Hepatocellular carcinoma recurrence after direct-acting antiviral therapy: An individual patient data meta-analysis

  • Autori: Sapena V.; Enea M.; Torres F.; Celsa C.; Rios J.; Rizzo G.E.M.; Nahon P.; Marino Z.; Tateishi R.; Minami T.; Sangiovanni A.; Forns X.; Toyoda H.; Brillanti S.; Conti F.; Degasperi E.; Yu M.-L.; Tsai P.-C.; Jean K.; El Kassas M.; Shousha H.I.; Omar A.; Zavaglia C.; Nagata H.; Nakagawa M.; Asahina Y.; Singal A.G.; Murphy C.; Kohla M.; Masetti C.; Dufour J.-F.; Merchante N.; Cavalletto L.; Chemello L.L.C.; Pol S.; Crespo J.; Calleja J.L.; Villani R.; Serviddio G.; Zanetto A.; Shalaby S.; Russo F.P.; Bielen R.; Trevisani F.; Cammà Calogero; Bruix J.; Cabibbo G.; Reig M.
  • Anno di pubblicazione: 2021
  • Tipologia: Articolo in rivista
  • OA Link: http://hdl.handle.net/10447/514427

Abstract

Objective: The benefit of direct-acting antivirals (DAAs) against HCV following successful treatment of hepatocellular carcinoma (HCC) remains controversial.
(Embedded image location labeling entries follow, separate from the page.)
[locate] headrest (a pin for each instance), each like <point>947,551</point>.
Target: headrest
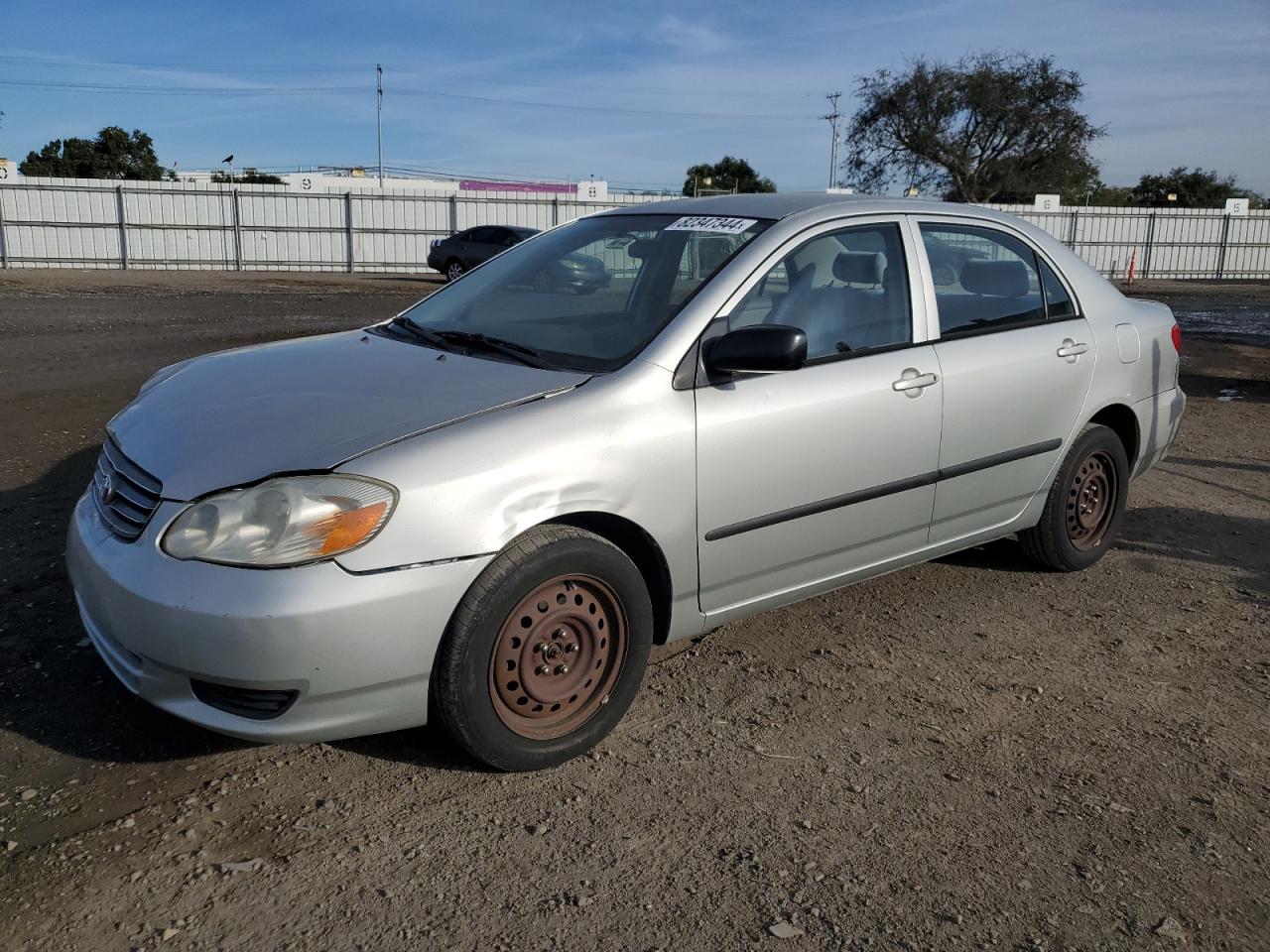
<point>996,278</point>
<point>858,267</point>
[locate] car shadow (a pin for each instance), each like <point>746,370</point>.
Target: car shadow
<point>1239,542</point>
<point>1003,555</point>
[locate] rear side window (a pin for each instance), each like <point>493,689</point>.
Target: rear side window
<point>1058,302</point>
<point>984,280</point>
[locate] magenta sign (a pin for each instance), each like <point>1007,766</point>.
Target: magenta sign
<point>547,186</point>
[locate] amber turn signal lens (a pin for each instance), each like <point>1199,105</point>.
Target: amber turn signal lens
<point>348,530</point>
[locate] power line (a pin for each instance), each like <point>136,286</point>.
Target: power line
<point>454,76</point>
<point>181,90</point>
<point>230,91</point>
<point>67,61</point>
<point>833,131</point>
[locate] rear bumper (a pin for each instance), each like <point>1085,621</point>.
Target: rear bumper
<point>357,651</point>
<point>1159,420</point>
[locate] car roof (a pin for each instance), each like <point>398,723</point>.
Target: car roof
<point>812,204</point>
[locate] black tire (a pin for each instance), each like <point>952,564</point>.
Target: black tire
<point>465,684</point>
<point>1086,504</point>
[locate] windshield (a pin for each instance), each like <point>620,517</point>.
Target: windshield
<point>589,295</point>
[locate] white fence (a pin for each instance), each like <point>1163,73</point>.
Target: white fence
<point>1165,243</point>
<point>93,223</point>
<point>159,225</point>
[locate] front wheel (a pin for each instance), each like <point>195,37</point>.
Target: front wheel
<point>547,652</point>
<point>1086,504</point>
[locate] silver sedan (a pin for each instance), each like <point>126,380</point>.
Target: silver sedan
<point>492,506</point>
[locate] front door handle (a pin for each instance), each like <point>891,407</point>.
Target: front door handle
<point>1071,349</point>
<point>912,381</point>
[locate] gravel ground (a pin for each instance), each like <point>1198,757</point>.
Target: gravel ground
<point>964,754</point>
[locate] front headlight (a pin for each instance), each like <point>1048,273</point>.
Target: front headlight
<point>285,521</point>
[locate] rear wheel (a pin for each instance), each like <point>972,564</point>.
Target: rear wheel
<point>1086,504</point>
<point>547,651</point>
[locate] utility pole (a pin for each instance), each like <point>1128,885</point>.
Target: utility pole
<point>379,114</point>
<point>833,144</point>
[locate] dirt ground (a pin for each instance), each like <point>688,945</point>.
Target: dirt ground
<point>965,754</point>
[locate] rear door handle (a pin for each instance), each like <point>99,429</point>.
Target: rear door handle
<point>1072,349</point>
<point>913,381</point>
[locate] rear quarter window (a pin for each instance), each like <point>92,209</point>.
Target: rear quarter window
<point>984,280</point>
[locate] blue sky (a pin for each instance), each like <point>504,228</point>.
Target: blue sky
<point>634,91</point>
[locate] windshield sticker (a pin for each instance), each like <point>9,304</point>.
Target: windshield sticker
<point>711,222</point>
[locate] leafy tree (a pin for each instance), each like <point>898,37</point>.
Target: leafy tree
<point>987,127</point>
<point>1196,188</point>
<point>249,177</point>
<point>722,176</point>
<point>112,155</point>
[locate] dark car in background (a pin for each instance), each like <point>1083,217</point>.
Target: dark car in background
<point>463,250</point>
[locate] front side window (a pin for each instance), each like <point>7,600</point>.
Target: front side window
<point>984,280</point>
<point>847,291</point>
<point>592,294</point>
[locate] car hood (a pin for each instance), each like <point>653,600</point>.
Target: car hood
<point>238,416</point>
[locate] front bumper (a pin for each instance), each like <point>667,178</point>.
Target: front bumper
<point>356,649</point>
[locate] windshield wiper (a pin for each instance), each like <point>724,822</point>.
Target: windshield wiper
<point>403,325</point>
<point>507,348</point>
<point>466,340</point>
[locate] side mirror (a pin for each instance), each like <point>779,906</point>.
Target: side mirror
<point>762,348</point>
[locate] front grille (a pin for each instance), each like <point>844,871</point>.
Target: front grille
<point>125,494</point>
<point>244,702</point>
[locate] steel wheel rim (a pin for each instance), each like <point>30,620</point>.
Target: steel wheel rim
<point>558,656</point>
<point>1091,500</point>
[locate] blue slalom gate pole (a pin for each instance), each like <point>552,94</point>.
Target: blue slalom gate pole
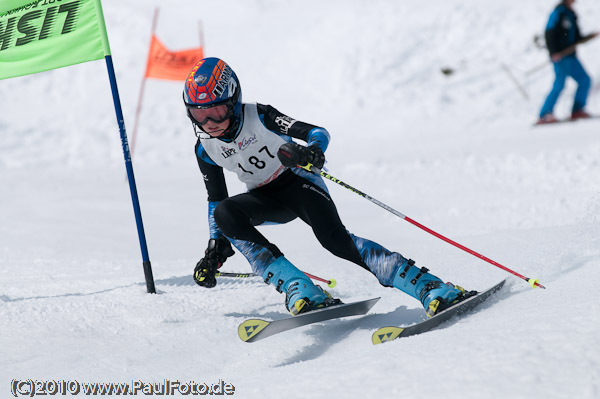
<point>130,177</point>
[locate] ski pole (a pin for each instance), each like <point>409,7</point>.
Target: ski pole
<point>330,283</point>
<point>533,282</point>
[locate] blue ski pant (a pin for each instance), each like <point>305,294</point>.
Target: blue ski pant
<point>300,195</point>
<point>568,66</point>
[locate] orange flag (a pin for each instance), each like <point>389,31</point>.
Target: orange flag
<point>170,65</point>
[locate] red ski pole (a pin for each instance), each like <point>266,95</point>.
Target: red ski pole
<point>533,282</point>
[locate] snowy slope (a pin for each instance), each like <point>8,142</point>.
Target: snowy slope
<point>456,153</point>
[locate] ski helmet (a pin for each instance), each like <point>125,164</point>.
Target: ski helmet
<point>212,92</point>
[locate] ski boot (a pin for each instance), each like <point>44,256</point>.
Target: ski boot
<point>427,288</point>
<point>301,295</point>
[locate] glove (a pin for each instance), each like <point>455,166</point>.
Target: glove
<point>216,253</point>
<point>292,154</point>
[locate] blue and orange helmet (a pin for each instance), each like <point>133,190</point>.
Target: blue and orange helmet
<point>212,91</point>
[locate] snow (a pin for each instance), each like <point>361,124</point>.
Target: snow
<point>456,153</point>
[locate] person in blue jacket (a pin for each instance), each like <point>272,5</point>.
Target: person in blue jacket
<point>562,37</point>
<point>256,142</point>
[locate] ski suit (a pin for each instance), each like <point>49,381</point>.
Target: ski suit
<point>277,194</point>
<point>562,31</point>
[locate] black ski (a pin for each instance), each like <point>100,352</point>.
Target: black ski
<point>252,330</point>
<point>386,334</point>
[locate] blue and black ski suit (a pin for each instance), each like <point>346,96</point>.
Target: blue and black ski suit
<point>562,32</point>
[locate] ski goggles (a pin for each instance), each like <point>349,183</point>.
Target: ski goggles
<point>217,114</point>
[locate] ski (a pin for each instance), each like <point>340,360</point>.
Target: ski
<point>386,334</point>
<point>252,330</point>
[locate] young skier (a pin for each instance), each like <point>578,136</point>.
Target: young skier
<point>255,141</point>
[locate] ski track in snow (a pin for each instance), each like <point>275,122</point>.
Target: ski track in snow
<point>456,153</point>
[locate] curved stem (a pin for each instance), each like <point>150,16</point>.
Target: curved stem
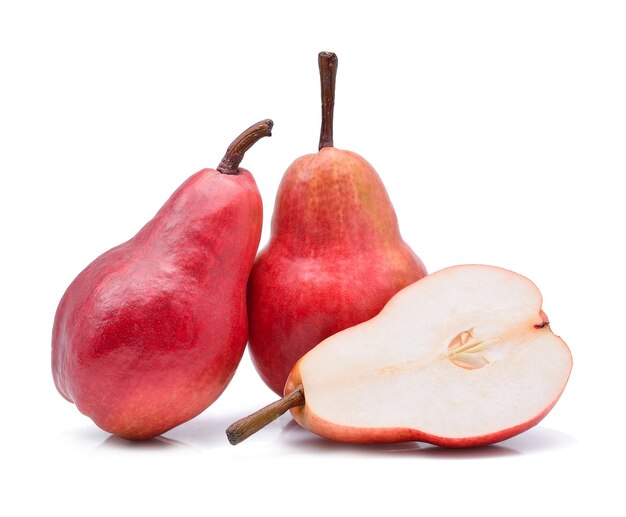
<point>328,72</point>
<point>249,425</point>
<point>236,150</point>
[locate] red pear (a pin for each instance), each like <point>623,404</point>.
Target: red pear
<point>464,357</point>
<point>335,256</point>
<point>150,333</point>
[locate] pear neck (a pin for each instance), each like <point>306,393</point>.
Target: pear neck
<point>327,62</point>
<point>237,149</point>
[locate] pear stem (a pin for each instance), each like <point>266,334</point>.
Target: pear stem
<point>236,150</point>
<point>249,425</point>
<point>328,72</point>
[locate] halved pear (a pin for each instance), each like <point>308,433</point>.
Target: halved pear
<point>464,357</point>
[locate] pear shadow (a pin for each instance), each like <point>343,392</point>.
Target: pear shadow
<point>159,443</point>
<point>536,440</point>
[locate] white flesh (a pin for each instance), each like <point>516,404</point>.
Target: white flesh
<point>397,370</point>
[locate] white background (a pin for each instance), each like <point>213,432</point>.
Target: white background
<point>499,129</point>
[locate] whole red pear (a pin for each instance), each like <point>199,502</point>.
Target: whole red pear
<point>335,256</point>
<point>150,333</point>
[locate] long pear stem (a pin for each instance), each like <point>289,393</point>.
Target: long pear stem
<point>236,150</point>
<point>328,72</point>
<point>249,425</point>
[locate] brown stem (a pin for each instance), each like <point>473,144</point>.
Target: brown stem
<point>328,72</point>
<point>236,150</point>
<point>249,425</point>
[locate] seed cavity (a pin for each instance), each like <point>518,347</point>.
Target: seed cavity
<point>469,353</point>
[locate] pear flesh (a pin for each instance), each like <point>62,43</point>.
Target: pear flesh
<point>463,357</point>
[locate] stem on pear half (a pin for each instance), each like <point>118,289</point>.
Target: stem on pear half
<point>236,150</point>
<point>328,72</point>
<point>249,425</point>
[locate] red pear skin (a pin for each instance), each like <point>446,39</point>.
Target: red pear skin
<point>309,420</point>
<point>335,255</point>
<point>334,259</point>
<point>151,332</point>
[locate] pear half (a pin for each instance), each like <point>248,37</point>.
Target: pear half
<point>463,357</point>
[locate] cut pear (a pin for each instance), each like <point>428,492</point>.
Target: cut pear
<point>463,357</point>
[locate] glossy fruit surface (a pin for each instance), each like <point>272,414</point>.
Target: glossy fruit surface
<point>151,332</point>
<point>464,357</point>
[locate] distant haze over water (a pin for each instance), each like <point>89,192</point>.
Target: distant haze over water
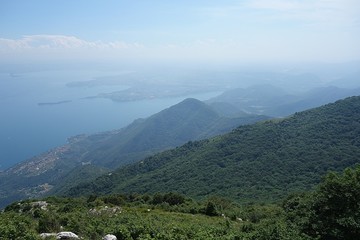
<point>39,112</point>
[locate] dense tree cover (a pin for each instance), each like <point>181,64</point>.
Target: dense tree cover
<point>188,120</point>
<point>255,163</point>
<point>331,211</point>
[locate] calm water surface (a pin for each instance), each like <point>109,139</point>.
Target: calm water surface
<point>27,128</point>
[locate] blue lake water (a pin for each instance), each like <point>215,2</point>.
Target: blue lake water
<point>28,129</point>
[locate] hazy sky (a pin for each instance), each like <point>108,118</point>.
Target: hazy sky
<point>186,30</point>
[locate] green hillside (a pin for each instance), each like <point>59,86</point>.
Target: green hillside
<point>260,162</point>
<point>331,211</point>
<point>56,170</point>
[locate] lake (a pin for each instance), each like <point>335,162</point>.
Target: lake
<point>28,128</point>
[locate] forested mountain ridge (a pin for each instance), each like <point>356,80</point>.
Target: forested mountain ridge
<point>260,162</point>
<point>276,102</point>
<point>188,120</point>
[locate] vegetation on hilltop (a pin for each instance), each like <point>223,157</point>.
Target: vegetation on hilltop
<point>331,211</point>
<point>188,120</point>
<point>254,163</point>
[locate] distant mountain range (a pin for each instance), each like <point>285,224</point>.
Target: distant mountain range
<point>93,155</point>
<point>274,101</point>
<point>260,162</point>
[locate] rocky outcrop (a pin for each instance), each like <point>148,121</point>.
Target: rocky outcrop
<point>66,235</point>
<point>60,235</point>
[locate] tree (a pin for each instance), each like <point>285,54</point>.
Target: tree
<point>336,206</point>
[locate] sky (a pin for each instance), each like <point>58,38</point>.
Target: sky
<point>187,31</point>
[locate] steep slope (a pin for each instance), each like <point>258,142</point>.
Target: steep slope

This meta-analysis of individual patient data assessed HCC recurrence risk following DAA administration. Design: We pooled the data of 977 consecutive patients from 21 studies of HCV-related cirrhosis and HCC, who achieved complete radiological response after surgical/locoregional treatments and received DAAs (DAA group). Recurrence or death risk was expressed as HCC recurrence or death per 100 person-years (100PY). Propensity score-matched patients from the ITA.LI.CA. cohort (n=328) served as DAA-unexposed controls (no-DAA group). Risk factors for HCC recurrence were identified using random-effects Poisson. Results: Recurrence rate and death risk per 100PY in DAA-treated patients were 20 (95% CI 13.9 to 29.8, I2=74.6%) and 5.7 (2.5 to 15.3, I2=54.3), respectively. Predictive factors for recurrence were alpha-fetoprotein logarithm (relative risk (RR)=1.11, 95% CI 1.03 to 1.19; p=0.01, per 1 log of ng/mL), HCC recurrence history pre-DAA initiation (RR=1.11, 95% CI 1.07 to 1.16; p<0.001), performance status (2 vs 0, RR=4.35, 95% CI 1.54 to 11.11; 2 vs 1, RR=3.7, 95% CI 1.3 to 11.11; p=0.01) and tumour burden pre-HCC treatment (multifocal vs solitary nodule, RR=1.75, 95% CI 1.25 to 2.43; p<0.001). No significant difference was observed in RR between the DAA-exposed and DAA-unexposed groups in propensity score-matched patients (RR=0.64, 95% CI 0.37 to 1.1; p=0.1). Conclusion: Effects of DAA exposure on HCC recurrence risk remain inconclusive. Active clinical and radiological follow-up of patients with HCC after HCV eradication with DAA is justified.